A U.S. appeals court has ruled that a New York City police officer who criticized an arrest quota at his precinct was protected by the First Amendment.
The Manhattan court on Thursday revived Officer Craig Matthews' 2012 lawsuit claiming he was retaliated against for telling superiors at his Bronx precinct the quota had led to unjustified stops and arrests by officers.
The court said Matthews' comments were protected by the U.S. Constitution because he was acting as a citizen, not a public employee, when he made them.
"Matthews was not flagging specific violations of law, but rather expressing an opinion on a policy which he believed was limiting officer discretion," Circuit Judge John Walker.
Thursday's decision overturned a 2013 ruling by a U.S. judge who dismissed the suit, and sent it back to him to decide whether Matthews faced unlawful retaliation.

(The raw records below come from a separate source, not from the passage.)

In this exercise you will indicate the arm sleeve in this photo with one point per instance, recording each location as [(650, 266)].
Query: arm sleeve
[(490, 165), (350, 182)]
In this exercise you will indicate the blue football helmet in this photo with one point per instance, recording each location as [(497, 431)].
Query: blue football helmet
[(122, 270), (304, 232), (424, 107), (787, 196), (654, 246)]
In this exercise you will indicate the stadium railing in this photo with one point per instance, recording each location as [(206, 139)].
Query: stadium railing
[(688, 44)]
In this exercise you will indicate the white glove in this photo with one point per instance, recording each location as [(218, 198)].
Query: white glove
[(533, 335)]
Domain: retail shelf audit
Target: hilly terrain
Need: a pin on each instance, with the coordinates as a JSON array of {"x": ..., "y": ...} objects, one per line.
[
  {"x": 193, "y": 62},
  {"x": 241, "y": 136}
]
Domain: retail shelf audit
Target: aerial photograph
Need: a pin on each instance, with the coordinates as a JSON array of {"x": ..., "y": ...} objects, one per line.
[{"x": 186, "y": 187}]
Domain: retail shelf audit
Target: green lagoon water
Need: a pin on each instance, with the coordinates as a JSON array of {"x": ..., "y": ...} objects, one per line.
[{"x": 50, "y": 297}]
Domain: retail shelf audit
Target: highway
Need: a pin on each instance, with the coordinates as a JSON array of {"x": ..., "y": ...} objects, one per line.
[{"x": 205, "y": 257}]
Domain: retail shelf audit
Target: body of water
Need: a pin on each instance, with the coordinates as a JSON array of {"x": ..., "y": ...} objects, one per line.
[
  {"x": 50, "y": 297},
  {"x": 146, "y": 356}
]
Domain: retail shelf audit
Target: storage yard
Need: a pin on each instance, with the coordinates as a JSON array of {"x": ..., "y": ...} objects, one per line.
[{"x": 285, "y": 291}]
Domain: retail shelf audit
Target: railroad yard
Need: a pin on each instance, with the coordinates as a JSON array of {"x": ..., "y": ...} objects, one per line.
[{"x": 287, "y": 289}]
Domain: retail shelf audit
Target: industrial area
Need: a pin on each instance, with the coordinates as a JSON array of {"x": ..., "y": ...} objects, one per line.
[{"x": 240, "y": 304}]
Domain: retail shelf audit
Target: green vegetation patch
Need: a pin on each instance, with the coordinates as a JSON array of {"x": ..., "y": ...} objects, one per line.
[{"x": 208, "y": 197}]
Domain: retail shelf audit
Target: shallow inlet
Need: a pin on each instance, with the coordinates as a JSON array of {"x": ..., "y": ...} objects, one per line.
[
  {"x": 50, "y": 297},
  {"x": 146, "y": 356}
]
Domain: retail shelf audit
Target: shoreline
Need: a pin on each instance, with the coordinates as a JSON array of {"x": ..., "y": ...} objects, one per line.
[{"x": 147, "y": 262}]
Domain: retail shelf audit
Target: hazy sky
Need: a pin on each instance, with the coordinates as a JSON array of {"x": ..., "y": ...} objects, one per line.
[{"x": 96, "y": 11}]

Matthews' suit came amid a broader battle over the legality of the NYPD's "stop and frisk" practice, which critics claimed was illegally targeting minorities and had caused a rift between police and city residents.
The police department is implementing reforms after a federal judge said in 2013 that stop-and-frisk was unconstitutional.
Matthews' attorney, Christopher Dunn of the New York Civil Liberties Union, said in a statement the ruling would protect the ability of officers to speak out about quotas and other types of police misconduct.
A spokesman for the City Law Department said the decision was being reviewed.
The case is Matthews v. The City of New York, 2nd Circuit U.S. Court of Appeals, No. 13-2915.